The 5 steps to launch your start-up when you don’t have IT development expertise:
As a non-tech wannabe entrepreneur, I firmly believe that technology is core to a successful development of my business idea. So, sooner or later, I will have to have a CTO. However this can wait until business traction is confirmed. In the meantime, I should not waste my time learning how to develop a website or a mobile app, as my skills and time are better used elsewhere in developping the core business idea. Therefore it makes sense to outsource the first prototype to an IT development shop, while at the same time putting fillers in the market for recruiting my future CTO.
My strategy should be as follows:
1. Build my “paper” app / landing page to test with clients
I will use invisionapp.com to create my “paper” mobile app and wix.com to build my landing page. These are free and easy-to-use by non-tech people resources. I will build a prototype that I can test with potential clients and targets, so I can firm up my business concept and spec-out what I need for my Minimum Viable Product (MVP).
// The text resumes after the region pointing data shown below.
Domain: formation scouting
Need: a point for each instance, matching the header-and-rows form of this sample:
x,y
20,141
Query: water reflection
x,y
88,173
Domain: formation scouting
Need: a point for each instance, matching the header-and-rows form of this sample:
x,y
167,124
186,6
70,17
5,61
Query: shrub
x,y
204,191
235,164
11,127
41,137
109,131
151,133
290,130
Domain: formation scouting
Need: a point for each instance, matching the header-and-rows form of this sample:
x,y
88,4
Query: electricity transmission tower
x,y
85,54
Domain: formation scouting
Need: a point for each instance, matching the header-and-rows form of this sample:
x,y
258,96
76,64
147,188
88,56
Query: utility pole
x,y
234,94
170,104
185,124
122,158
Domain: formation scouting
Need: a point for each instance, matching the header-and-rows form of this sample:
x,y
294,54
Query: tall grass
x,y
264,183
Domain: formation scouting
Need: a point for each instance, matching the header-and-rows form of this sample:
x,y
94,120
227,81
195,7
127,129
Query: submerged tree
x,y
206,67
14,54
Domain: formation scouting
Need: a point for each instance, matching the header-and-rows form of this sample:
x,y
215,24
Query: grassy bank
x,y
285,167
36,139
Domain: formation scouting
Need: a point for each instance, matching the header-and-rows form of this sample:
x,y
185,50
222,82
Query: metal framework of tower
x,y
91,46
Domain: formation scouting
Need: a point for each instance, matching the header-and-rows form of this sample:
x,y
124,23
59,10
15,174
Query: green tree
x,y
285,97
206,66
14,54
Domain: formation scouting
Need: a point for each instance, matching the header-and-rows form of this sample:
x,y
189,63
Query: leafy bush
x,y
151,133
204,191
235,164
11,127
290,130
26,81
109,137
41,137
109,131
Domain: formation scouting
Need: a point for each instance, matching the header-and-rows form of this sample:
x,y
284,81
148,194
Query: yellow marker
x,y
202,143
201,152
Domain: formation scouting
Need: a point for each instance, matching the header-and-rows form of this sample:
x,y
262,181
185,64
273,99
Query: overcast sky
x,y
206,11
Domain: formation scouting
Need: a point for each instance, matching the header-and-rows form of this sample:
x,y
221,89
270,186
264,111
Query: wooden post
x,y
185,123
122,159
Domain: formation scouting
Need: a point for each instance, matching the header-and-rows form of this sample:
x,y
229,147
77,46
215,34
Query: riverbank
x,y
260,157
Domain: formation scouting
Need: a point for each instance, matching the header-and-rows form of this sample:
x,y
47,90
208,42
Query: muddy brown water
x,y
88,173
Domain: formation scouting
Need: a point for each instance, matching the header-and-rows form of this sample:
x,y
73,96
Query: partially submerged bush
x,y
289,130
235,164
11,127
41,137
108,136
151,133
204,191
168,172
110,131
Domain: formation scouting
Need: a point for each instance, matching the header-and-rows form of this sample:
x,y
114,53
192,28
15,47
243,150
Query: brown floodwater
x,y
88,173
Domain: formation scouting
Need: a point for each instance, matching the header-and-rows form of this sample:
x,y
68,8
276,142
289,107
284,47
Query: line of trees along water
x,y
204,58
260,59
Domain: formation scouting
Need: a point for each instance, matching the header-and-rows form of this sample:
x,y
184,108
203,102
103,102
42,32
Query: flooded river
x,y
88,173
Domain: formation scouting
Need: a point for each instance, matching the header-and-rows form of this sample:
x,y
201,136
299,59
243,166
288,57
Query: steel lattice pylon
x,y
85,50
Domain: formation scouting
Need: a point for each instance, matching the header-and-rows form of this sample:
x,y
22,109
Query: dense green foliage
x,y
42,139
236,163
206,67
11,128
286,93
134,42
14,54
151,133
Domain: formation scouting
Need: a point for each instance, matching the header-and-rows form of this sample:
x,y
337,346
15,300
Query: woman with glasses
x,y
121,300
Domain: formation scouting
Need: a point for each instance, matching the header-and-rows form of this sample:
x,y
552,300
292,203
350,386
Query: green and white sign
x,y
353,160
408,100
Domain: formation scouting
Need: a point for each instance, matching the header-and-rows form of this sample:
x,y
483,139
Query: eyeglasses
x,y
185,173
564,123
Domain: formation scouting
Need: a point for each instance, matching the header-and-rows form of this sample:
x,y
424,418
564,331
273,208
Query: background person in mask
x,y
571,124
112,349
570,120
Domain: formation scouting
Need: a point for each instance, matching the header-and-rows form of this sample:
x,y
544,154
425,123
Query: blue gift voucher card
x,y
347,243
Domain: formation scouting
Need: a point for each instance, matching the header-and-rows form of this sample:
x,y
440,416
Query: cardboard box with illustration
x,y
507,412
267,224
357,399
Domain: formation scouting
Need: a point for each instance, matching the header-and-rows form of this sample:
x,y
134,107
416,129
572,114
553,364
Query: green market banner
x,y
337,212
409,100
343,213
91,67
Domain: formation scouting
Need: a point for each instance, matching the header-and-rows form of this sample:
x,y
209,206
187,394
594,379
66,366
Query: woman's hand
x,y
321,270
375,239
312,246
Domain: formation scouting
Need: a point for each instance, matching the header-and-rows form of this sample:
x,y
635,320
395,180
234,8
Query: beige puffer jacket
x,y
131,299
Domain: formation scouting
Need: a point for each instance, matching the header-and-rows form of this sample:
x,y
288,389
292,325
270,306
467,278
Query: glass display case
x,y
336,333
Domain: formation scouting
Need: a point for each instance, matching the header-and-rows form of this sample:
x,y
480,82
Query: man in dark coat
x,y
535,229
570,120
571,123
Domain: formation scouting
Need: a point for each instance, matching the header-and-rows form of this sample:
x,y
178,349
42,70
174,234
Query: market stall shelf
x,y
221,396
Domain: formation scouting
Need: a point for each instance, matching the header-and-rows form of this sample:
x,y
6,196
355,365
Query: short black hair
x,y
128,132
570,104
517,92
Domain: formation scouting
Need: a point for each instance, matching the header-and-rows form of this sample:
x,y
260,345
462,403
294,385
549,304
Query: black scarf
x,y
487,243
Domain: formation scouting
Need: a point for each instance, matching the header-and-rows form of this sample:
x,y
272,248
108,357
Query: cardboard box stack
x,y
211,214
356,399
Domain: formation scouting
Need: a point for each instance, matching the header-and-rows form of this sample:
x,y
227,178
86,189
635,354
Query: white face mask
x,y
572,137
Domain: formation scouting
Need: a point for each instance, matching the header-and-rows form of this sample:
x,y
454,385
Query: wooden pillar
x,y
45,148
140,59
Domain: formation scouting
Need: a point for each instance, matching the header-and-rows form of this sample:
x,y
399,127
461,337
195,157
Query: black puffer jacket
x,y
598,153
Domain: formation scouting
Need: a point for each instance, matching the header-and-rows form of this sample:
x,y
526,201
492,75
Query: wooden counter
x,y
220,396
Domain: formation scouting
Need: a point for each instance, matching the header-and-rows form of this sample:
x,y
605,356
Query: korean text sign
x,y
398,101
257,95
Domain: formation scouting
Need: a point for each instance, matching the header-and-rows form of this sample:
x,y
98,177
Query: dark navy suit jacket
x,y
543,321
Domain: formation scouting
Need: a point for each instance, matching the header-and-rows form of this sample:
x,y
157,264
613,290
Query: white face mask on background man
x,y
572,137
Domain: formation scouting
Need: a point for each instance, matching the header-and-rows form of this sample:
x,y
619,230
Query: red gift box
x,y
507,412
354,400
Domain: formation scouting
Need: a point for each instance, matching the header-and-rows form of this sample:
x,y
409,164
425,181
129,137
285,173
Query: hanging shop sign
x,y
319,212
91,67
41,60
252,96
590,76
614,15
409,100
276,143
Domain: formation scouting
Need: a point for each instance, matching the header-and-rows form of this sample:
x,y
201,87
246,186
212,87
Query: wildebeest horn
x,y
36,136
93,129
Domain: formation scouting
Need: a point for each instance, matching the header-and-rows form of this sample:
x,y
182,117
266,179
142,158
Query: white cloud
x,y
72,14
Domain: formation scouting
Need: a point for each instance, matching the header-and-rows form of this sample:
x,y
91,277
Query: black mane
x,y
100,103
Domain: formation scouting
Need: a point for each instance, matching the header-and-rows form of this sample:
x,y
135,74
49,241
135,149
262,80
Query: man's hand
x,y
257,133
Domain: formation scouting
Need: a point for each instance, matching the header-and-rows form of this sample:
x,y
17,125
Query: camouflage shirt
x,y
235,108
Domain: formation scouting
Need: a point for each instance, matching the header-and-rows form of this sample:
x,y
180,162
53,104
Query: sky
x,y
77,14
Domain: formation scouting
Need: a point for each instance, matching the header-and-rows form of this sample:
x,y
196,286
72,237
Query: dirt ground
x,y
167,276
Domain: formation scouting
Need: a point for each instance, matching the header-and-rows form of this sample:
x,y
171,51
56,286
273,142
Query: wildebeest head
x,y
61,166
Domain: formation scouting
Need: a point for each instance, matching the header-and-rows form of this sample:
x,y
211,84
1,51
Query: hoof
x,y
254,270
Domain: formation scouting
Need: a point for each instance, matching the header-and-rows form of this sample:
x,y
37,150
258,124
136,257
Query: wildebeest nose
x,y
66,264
2. Outsource the development of the MVP
Once I have validated the concept with clients, I will select a local IT shop and provide them the specs for developing the MVP.
3. Get ready to support them and keep control of my accounts
I will actively support the external development by putting in place and owning the environment for my app to be released.
4. Make sure I own the software product (latest source code) and any IP rights
I will work hand-in-hand with the external developer to ensure that the latest available version is always updated and secure full-ownership (inc. IP rights).
5. Start looking for permanent resources
I will leverage my interaction with the development community to identify potential talents who could be interested to join my project on a permanent basis once traction is confirmed.
This 5-step approach should see me through the first milestone of my launch plan. It allows me a fast-time–to-market by using professionals, while incurring manageable costs and demonstrating that I have skin in the game. I will remain in control of development and once business traction is confirmed, I can look for a more permanent “in-house” solution.
The next question will be how do I split equity to get the right IT resources interested to join the adventure. This will be the subject of a further article.